Resort finansów nie zajmie się na razie wnioskiem PSL o rozłożenie na raty i umorzenie odsetek od 18 mln zł kary za błędy w finansowaniu kampanii z 2001 roku. Ministerstwo wystąpiło do Sądu Najwyższego o kasację orzeczenia, które mu to nakazywało.
Wniosek o kasację dotyczy grudniowej decyzji Wojewódzkiego Sądu Administracyjnego, który przychylił się do skargi ludowców na ministra finansów. PSL domagało się, żeby MF umorzyło odsetki (ok. 9 mln zł) od kary za błędy w kampanii wyborczej z 2001 roku, a resztę należności (kolejne 9 mln zł) rozłożyło na raty. Ministerstwo z kolei chciało czekać z podjęciem decyzji aż ostatecznie w tej sprawie wypowie się Trybunał Konstytucyjny.
- PSL wystąpiło z wnioskiem do Trybunału, a my chcielibyśmy mieć pewność co do konstytucyjności tych przepisów.
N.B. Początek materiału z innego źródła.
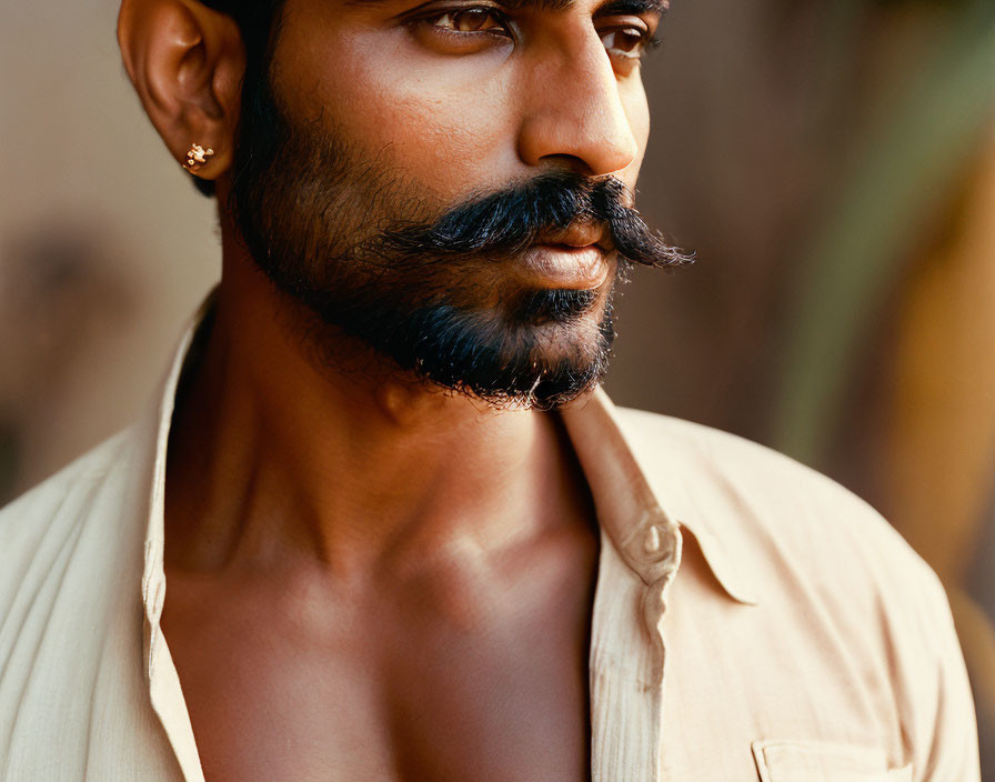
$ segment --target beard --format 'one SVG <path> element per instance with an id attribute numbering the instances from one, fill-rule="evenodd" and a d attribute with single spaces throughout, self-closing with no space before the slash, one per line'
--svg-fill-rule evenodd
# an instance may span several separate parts
<path id="1" fill-rule="evenodd" d="M 231 203 L 258 267 L 331 329 L 309 333 L 334 363 L 341 334 L 401 371 L 494 407 L 554 409 L 605 374 L 612 302 L 633 263 L 691 259 L 625 205 L 613 178 L 539 174 L 455 205 L 318 121 L 291 119 L 268 73 L 247 73 Z M 544 233 L 606 229 L 610 274 L 597 290 L 549 289 L 513 273 Z"/>

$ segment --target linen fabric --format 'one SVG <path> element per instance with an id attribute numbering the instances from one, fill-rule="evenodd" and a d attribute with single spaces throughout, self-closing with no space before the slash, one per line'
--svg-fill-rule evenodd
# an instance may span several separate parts
<path id="1" fill-rule="evenodd" d="M 165 449 L 203 315 L 141 420 L 0 511 L 4 782 L 203 780 L 160 628 Z M 946 595 L 874 510 L 601 390 L 559 414 L 600 524 L 595 782 L 979 780 Z"/>

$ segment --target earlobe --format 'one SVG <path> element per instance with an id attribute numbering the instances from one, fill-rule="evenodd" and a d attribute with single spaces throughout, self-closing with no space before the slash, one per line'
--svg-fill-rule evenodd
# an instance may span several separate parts
<path id="1" fill-rule="evenodd" d="M 118 42 L 173 158 L 198 177 L 217 179 L 231 164 L 244 70 L 234 21 L 197 0 L 123 0 Z M 194 144 L 213 154 L 188 167 Z"/>

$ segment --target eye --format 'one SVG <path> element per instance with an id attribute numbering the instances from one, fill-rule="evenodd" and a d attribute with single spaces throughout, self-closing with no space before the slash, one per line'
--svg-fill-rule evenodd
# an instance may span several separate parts
<path id="1" fill-rule="evenodd" d="M 434 17 L 426 17 L 424 21 L 439 30 L 455 33 L 509 34 L 504 17 L 494 9 L 481 6 L 445 11 Z"/>
<path id="2" fill-rule="evenodd" d="M 637 27 L 606 30 L 602 33 L 601 41 L 609 54 L 626 60 L 639 60 L 649 49 L 660 43 L 649 30 Z"/>

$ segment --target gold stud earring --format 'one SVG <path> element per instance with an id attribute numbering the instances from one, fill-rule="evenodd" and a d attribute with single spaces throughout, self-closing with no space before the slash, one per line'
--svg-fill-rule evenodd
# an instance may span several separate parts
<path id="1" fill-rule="evenodd" d="M 208 162 L 208 158 L 214 154 L 214 150 L 204 149 L 200 144 L 191 144 L 190 151 L 187 153 L 187 162 L 183 168 L 190 173 L 197 173 Z"/>

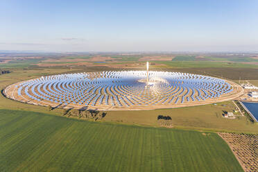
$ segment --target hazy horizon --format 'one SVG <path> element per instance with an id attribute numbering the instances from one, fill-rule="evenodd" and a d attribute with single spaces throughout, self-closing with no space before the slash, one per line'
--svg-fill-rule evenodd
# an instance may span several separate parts
<path id="1" fill-rule="evenodd" d="M 254 52 L 257 1 L 3 1 L 0 50 Z"/>

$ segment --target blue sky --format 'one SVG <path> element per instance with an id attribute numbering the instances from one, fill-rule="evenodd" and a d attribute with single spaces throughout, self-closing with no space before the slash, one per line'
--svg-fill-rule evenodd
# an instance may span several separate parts
<path id="1" fill-rule="evenodd" d="M 0 50 L 258 51 L 258 1 L 2 0 Z"/>

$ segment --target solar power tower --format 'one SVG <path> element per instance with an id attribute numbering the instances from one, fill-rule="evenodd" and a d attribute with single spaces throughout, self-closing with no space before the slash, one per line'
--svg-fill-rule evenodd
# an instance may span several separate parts
<path id="1" fill-rule="evenodd" d="M 148 83 L 148 62 L 146 62 L 146 68 L 147 68 L 147 80 L 146 83 Z"/>

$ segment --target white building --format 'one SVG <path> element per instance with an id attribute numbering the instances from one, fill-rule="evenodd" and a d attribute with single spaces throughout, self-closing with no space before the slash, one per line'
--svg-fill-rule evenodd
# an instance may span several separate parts
<path id="1" fill-rule="evenodd" d="M 252 98 L 258 98 L 258 92 L 251 92 L 251 97 L 252 97 Z"/>
<path id="2" fill-rule="evenodd" d="M 242 87 L 244 89 L 257 89 L 258 87 L 251 85 L 251 84 L 242 84 L 241 85 Z"/>

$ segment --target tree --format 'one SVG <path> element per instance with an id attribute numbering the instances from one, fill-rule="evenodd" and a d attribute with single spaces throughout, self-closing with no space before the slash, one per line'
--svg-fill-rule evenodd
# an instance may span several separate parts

To jest sprawa bezprecedensowa, bo odkąd pamiętam tego typu wniosków ze strony partii politycznych nie było, tym bardziej powinniśmy analizować wszystkie szczegóły - powiedziała rzeczniczka ministerstwa finansów Magdalena Kobos.
Do czasu rozstrzygnięcia sprawy przez sąd lub Trybunał Konstytucyjny ministerstwo finansów zawiesiło postępowanie, co oznacza, że nie podejmie decyzji w sprawie umorzenia odsetek i rozłożenia na raty kary dla Stronnictwa. - Nasz komentarz jest bardzo krótki: ministerstwo skorzystało z uprawnień, które dają mu przepisy prawa. Poczekamy na decyzję sądu - powiedział sekretarz Naczelnego Komitetu wykonawczego PSL Józef Szczepańczyk, który zajmuje się w partii tą kwestią.
Ordynacja (nie) dla wszystkich
Cała sprawa to pokłosie błędu, jaki PSL popełniło w czasie kampanii wyborczej przed wyborami parlamentarnymi w 2001 roku. Komitet wyborczy PSL zebrał wówczas na potrzeby kampanii 9,4 mln zł, jednak środki były gromadzone nie na specjalnym koncie wyborczym, a na rachunku partyjnym. W związku z tym błędem PKW odrzuciła w 2001 roku sprawozdanie komitetu wyborczego Stronnictwa. Komisja zwróciła się też do sądu o orzeczenie przepadku na rzecz Skarbu Państwa pieniędzy pozyskanych z naruszeniem przepisów ordynacji wyborczej.
W sierpniu 2009 roku warszawski sąd apelacyjny zasądził od PSL na rzecz Skarbu Państwa prawie 9,5 mln zł. Od kwoty tej, od kwietnia 2002 roku, naliczane były odsetki, w związku z czym ludowcy mają już około 18 mln zł długu w stosunku do Skarbu Państwa. Podstawą niekorzystnego dla PSL orzeczenia sądu był 127 art. ordynacji, który mówi, że korzyści majątkowe przyjęte przez komitet wyborczy z naruszeniem przepisów przepadają na rzecz Skarbu Państwa. Ludowcy chcieliby, aby TK uznał ten zapis za niezgodny z ustawą zasadniczą. Złożyli też skargę do Trybunału Konstytucyjnego, w której wskazywali na - ich zdaniem - szereg naruszeń ustawy zasadniczej przez przepisy ordynacji wyborczej do Sejmu.
"Nie ma gorszych rzeczy niż niepewność"
Trybunał postanowił o nienadaniu biegu skardze. PSL zwróciło się jednak o uchylenie tego postanowienia. Biuro rzecznika Prasowego TK poinformowało w poniedziałek, że przygotowywany jest projekt rozstrzygnięcia, ale decyzji w tej sprawie jeszcze nie ma.
Stronnictwo - jeżeli nie będzie korzystnej dla nich decyzji TK - chciałoby spłacać należność, około 9 mln zł, w kwartalnych ratach przez 10 lat. Partii zależy na wyjaśnieniu tej sprawy, bo "wisząca" nad nią kara zniechęca banki do udzielania kredytów na kolejne kampanie wyborcze. - Jesteśmy zainteresowani, żeby decyzje zapadły w miarę szybko, bo nie ma gorszych rzeczy niż niepewność - zwraca uwagę Szczepańczyk.
Ludowcy chcieli nawet zmusić ministerstwo finansów do podjęcia decyzji w sprawie rozłożenia na raty i umorzenia odsetek od należności. Wystąpili do Wojewódzkiego Sądu Administracyjnego o uchylenie postanowień szefa resortu finansów, który zawiesił całe postępowanie do czasu decyzji TK. W grudniu sąd przyznał rację partii i właśnie o kasację tego orzeczenia wniosło ministerstwo.